Demi Bela Ayah dan Kakak, AI Berubah dari Sayang jadi Sadis hingga Nekat Habisi Ibu Kandung
December 19, 2025 09:27 AM

TRIBUN-MEDAN.com - Kasus dugaan pembunuhan ibu oleh anak kandung di Medan terus membuka fakta-fakta mengejutkan.

Komisioner Komisi Perlindungan Anak Indonesia (KPAI), Diyah Puspitarini, mengungkap bahwa peristiwa tragis yang melibatkan Al dan ibunya, Faizah, masuk dalam kategori kejahatan langka yang dikenal sebagai parisida.

Pengungkapan ini disampaikan Diyah setelah pihaknya memperoleh informasi langsung dari penelusuran lapangan dan pendampingan yang dilakukan bersama lembaga perlindungan anak daerah.
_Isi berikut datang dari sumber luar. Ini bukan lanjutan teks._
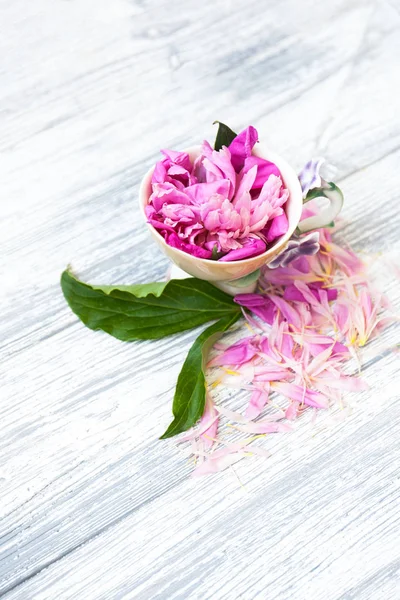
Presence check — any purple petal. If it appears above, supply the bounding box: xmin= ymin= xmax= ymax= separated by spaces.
xmin=228 ymin=126 xmax=259 ymax=172
xmin=268 ymin=247 xmax=298 ymax=269
xmin=298 ymin=158 xmax=324 ymax=197
xmin=299 ymin=232 xmax=320 ymax=246
xmin=298 ymin=243 xmax=320 ymax=256
xmin=290 ymin=256 xmax=311 ymax=273
xmin=268 ymin=233 xmax=320 ymax=268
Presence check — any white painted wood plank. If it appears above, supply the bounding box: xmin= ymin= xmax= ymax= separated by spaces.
xmin=1 ymin=0 xmax=399 ymax=598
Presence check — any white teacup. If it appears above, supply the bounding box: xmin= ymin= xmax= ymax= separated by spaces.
xmin=139 ymin=144 xmax=341 ymax=294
Fenomena Parisida: Anak sebagai Pelaku, Orang Tua sebagai Korban

ANAK HABISI IBUNYA - Kolase potret Faizah Soraya dan putri kandungnya yang diduga pelaku yang menghabisi ibunya sendiri.
ANAK HABISI IBUNYA - Kolase potret Faizah Soraya dan putri kandungnya yang diduga pelaku yang menghabisi ibunya sendiri. (TikTok)

Diyah menegaskan bahwa tindakan yang diduga dilakukan Al bukanlah pembunuhan biasa.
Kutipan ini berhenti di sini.